O Bellevue Country Club parecia saído de uma revista de celebridades: lustres de cristal, pisos de mármore polido, orquídeas brancas mais altas que crianças e parentes vestidos como se estivessem posando para um retrato de família. Estávamos lá para o aniversário de oitenta anos do meu avô, um evento que minha mãe havia planejado por seis meses porque as aparências importavam mais para ela do que respirar.

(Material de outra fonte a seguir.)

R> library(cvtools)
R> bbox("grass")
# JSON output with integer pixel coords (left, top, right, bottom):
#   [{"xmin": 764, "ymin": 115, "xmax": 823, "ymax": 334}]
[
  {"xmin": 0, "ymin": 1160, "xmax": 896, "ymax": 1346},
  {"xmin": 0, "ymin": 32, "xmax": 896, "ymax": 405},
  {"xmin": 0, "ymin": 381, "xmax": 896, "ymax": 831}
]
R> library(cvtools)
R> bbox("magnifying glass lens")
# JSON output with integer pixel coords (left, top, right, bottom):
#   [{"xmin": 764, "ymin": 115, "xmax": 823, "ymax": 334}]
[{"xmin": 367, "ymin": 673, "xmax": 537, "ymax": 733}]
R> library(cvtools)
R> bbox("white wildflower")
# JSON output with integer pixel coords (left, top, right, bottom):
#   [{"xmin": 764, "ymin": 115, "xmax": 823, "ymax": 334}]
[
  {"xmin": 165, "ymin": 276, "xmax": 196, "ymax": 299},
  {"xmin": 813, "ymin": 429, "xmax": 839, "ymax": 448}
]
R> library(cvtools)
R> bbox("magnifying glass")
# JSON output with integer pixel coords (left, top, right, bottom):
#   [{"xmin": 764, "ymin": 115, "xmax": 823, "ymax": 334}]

Eu estava grávida de oito meses, inchada, exausta e dolorida, vestindo um camisolão de gestante claro. Mas essa gravidez não era comum. Era o milagre após cinco anos de fertilização in vitro, agulhas, exames falhos, lágrimas silenciosas no banheiro e uma esperança que quase me destruiu. Mark e eu lutamos por esse bebê, e cada chute sob minhas costelas era uma prova de que tínhamos sobrevivido.

Mark sentou-se ao meu lado num sofá de veludo esmeralda, num recanto tranquilo perto de uma pequena escadaria de granito. Seu polegar deslizou suavemente sobre a tensão no meu pescoço.

“Quer que eu lhe traga comida?”, perguntou ele.